The Canadian Radio-television and Telecommunications Commission (CRTC) has issued a decision requiring large fixed telecoms network operators in Ontario and Quebec to provide smaller competitors with access to fibre-to-the-home (FTTH) networks within six months. The CRTC is setting the interim rates that competitors will pay when selling services over these networks, and says that these rates ‘were chosen to allow Canada’s large internet companies to continue investing in their networks to deliver high-quality services to Canadians,’ while noting that in Ontario and Quebec ‘competition has declined most significantly’, demonstrated by the statistic that independent wholesale-based competitors served 47% fewer subscribers in Ontario and Quebec at the end of 2022 than they did two years prior (partly due to several competitors having been acquired by larger broadband providers). In issuing its decision on 6 November the CRTC stated that the six-month period will ‘allow companies to prepare their networks, and to develop information technology and billing systems’.
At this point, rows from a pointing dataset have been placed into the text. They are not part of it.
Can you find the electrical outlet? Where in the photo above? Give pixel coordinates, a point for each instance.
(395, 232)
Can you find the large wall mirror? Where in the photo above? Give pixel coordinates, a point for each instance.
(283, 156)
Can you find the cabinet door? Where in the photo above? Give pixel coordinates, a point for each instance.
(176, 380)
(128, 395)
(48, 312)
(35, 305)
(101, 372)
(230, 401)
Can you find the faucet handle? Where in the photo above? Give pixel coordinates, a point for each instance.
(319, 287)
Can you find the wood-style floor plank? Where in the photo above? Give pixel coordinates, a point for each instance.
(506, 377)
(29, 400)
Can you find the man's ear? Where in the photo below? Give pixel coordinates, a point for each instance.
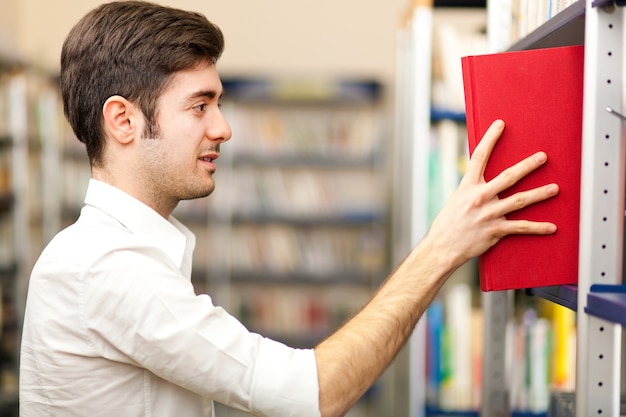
(122, 119)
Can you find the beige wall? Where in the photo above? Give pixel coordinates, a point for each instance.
(264, 37)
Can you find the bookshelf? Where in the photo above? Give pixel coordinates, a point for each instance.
(302, 203)
(597, 301)
(598, 295)
(30, 121)
(429, 161)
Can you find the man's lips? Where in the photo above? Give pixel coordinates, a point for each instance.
(209, 159)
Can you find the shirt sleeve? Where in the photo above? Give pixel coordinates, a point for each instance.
(137, 308)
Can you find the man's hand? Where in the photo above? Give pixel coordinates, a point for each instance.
(473, 219)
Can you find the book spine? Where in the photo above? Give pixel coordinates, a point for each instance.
(471, 109)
Major telco Bell Canada responded negatively to the announcement, however, issuing a statement that it plans to cut capital expenditure and reduce high speed fibre internet expansion due to the CRTC decision ‘that discourages network investment’. Bell says it will reduce planned network investment by over CAD1 billion (USD732 million) in 2024-25, including a minimum of CAD500 to CAD600 million next year ‘as a direct result of the CRTC decision’, which it claims ‘leaves access to high speed fibre internet at risk for millions of Canadians in rural, suburban and urban communities’. The reduction is in addition to Bell’s earlier decision to decrease its 2023 CAPEX budget by CAD100 million in anticipation of the CRTC ruling. Bell – currently operating a fibre broadband network covering over seven million homes and businesses – notes that its near-term plan was to extend direct fibre access to nine million premises by the end of 2025, but it will now reconsider pending builds in all communities where it had planned to expand, and will reduce its 2025 build target to 8.3 million locations. Furthermore, Bell called the CRTC’s order to open up fibre networks in Ontario and Quebec but not in western Canada ‘arbitrary’, given that ‘there are over three million fibre locations passed in western Canada’ (led by rival telco Telus), arguing that if the intent of the decision was to benefit consumers then it was ‘capricious to leave western Canadian consumers behind.’
In March 2023 the CRTC issued a decision lowering certain wholesale fixed broadband internet access fees by 10%, whilst launching a public consultation to reassess wholesale rates more broadly, with the aims of supporting increased competition, more choice for end users and lower retail prices. The regulator’s review remains ongoing, with public hearings scheduled to start on 12 February 2024.